More haunting is the feeling that I’ve sold out myself, and embraced the very toxicity that led me into this fight so more people will listen to me. If that works, maybe it’s worth it. I have already silenced my personal freedom of speech, pulling down my essays, poems and short stories from the web, so that my thoughts aren’t held as definitive commentary or doctrine of my organization today. A close friend remarked about a year ago that I had changed: “You don’t say what you’re thinking anymore.”

I understand that my job is not to be a perfect expression of myself, and that, for the moment, my name doesn’t belong to me but the women I want to help. To give up my body is another matter entirely. It is so very strange to take on a burden so that others might not, to be taken as generally more shallow, to no longer hide behind words and arguments in plain sight. Today a friend took me for my first pedicure, and I was struck by how every woman in the place seemed to be grieving.

If I were not me, I might criticize me harshly.

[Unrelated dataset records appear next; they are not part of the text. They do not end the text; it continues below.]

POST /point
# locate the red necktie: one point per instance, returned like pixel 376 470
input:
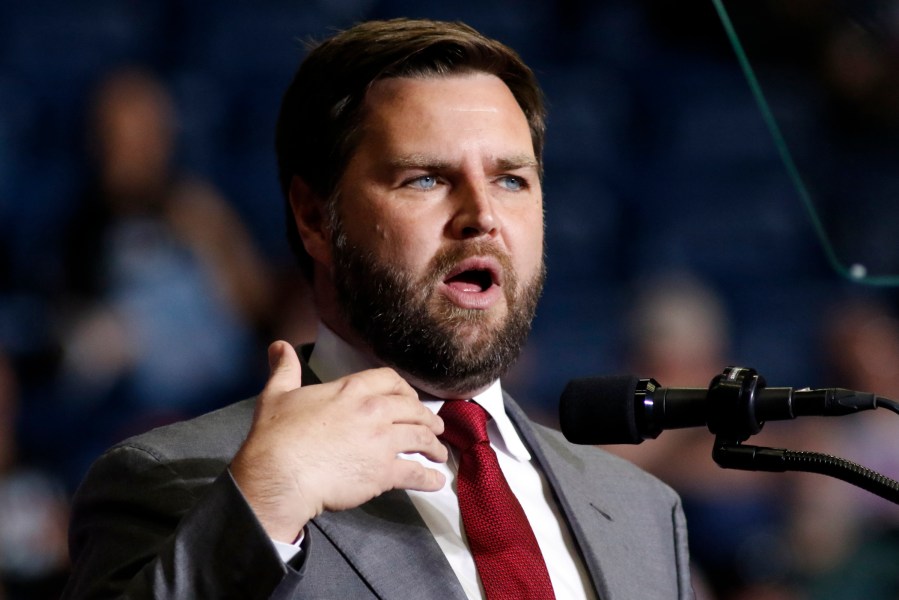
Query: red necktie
pixel 505 550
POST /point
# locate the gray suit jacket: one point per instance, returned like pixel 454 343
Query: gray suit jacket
pixel 159 516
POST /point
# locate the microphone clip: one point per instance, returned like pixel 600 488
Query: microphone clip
pixel 732 404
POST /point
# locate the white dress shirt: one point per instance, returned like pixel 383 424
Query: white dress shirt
pixel 333 358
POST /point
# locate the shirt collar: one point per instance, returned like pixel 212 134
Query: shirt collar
pixel 333 358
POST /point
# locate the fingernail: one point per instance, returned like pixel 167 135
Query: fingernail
pixel 274 355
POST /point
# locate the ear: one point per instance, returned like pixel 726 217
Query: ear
pixel 309 215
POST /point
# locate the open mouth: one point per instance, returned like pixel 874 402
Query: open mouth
pixel 475 275
pixel 474 280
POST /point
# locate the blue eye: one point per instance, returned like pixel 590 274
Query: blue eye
pixel 425 182
pixel 512 183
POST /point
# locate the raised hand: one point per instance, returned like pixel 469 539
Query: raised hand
pixel 332 446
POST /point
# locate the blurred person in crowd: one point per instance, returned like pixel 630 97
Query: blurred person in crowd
pixel 163 291
pixel 33 513
pixel 680 336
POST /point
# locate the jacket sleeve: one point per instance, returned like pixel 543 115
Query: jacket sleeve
pixel 682 554
pixel 147 528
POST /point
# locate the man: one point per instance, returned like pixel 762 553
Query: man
pixel 410 157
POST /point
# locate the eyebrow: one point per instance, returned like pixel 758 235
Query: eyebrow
pixel 423 161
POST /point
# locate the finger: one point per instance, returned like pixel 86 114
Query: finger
pixel 403 410
pixel 410 475
pixel 419 439
pixel 285 372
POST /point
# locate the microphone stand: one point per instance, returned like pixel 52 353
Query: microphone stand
pixel 732 398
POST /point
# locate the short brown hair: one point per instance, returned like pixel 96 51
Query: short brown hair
pixel 321 113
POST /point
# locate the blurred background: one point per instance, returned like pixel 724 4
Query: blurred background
pixel 143 265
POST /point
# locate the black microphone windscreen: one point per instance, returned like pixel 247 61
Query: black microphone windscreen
pixel 600 410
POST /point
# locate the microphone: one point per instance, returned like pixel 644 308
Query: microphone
pixel 628 410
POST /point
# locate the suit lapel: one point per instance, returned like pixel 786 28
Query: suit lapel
pixel 585 517
pixel 392 549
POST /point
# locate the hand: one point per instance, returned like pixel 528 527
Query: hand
pixel 332 446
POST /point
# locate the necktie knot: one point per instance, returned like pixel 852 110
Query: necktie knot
pixel 466 424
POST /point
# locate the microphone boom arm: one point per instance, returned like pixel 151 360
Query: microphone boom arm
pixel 735 455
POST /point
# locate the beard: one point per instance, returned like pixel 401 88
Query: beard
pixel 412 327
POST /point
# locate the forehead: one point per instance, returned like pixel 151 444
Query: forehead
pixel 457 107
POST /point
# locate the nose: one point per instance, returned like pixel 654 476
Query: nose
pixel 475 213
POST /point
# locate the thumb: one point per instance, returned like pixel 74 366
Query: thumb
pixel 285 372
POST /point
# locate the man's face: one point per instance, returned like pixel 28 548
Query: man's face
pixel 438 232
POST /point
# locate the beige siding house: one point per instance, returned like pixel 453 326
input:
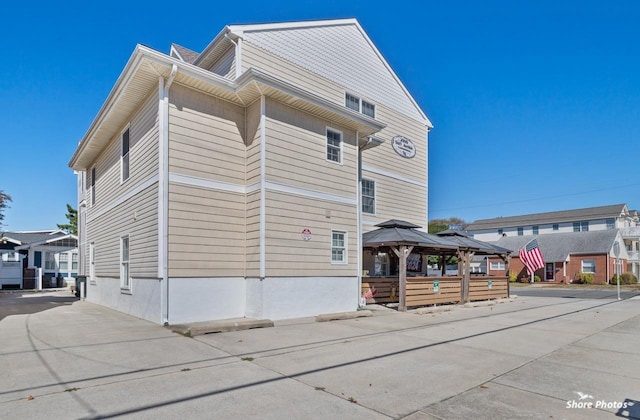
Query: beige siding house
pixel 237 182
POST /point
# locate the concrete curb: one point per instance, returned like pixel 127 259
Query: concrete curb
pixel 433 310
pixel 343 315
pixel 227 325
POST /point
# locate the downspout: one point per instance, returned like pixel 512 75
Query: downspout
pixel 359 213
pixel 163 187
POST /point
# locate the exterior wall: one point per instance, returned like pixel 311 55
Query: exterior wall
pixel 126 208
pixel 206 189
pixel 260 59
pixel 143 301
pixel 493 235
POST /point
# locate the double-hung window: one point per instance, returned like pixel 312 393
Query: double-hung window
pixel 589 266
pixel 125 279
pixel 368 196
pixel 334 146
pixel 338 247
pixel 124 156
pixel 360 105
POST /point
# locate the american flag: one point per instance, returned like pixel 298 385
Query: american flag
pixel 531 256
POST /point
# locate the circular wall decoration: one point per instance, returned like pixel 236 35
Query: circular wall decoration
pixel 403 146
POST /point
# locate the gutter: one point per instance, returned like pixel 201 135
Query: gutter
pixel 163 188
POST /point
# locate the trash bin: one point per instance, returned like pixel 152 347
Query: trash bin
pixel 81 283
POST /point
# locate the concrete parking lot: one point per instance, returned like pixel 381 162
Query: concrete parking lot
pixel 535 357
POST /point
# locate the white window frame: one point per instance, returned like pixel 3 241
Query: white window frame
pixel 332 147
pixel 497 265
pixel 125 157
pixel 125 267
pixel 582 266
pixel 373 197
pixel 361 103
pixel 92 261
pixel 63 258
pixel 338 247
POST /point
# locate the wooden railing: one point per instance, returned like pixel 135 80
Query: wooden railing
pixel 424 291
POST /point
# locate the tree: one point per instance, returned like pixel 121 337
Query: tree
pixel 438 225
pixel 4 200
pixel 72 217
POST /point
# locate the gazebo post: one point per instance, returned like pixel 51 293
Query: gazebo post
pixel 402 255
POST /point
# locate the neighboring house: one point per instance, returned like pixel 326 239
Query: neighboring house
pixel 238 181
pixel 54 252
pixel 566 255
pixel 614 217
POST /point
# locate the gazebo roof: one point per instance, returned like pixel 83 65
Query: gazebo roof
pixel 463 240
pixel 398 232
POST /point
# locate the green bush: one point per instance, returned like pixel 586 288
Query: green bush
pixel 625 278
pixel 585 278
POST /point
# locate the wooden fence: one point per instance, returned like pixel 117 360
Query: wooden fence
pixel 424 291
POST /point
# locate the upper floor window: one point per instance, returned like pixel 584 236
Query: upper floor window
pixel 124 156
pixel 360 105
pixel 338 247
pixel 368 196
pixel 334 145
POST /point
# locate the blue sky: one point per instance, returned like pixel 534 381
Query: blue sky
pixel 536 105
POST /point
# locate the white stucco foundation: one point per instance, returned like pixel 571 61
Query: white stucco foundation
pixel 204 299
pixel 143 301
pixel 295 297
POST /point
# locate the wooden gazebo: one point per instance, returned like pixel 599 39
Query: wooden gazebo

Post-script from 2013: Knowing what I know now, I don’t think I would criticize me so harshly. Looking professional removes barriers to some of the amazing things a person is able to do, which for me includes saying to large groups and people who make decisions that sexism is not acceptable. These days I am no longer speaking for anyone but myself, and I choose to wear makeup and do my hair more often than I used to before this makeover took place. And, I believe this choice has nothing to do with my self-worth. Further, I believe that beauty is loving action and that whether, and in what color, you wear lipstick is one of the less interesting things I could know about you.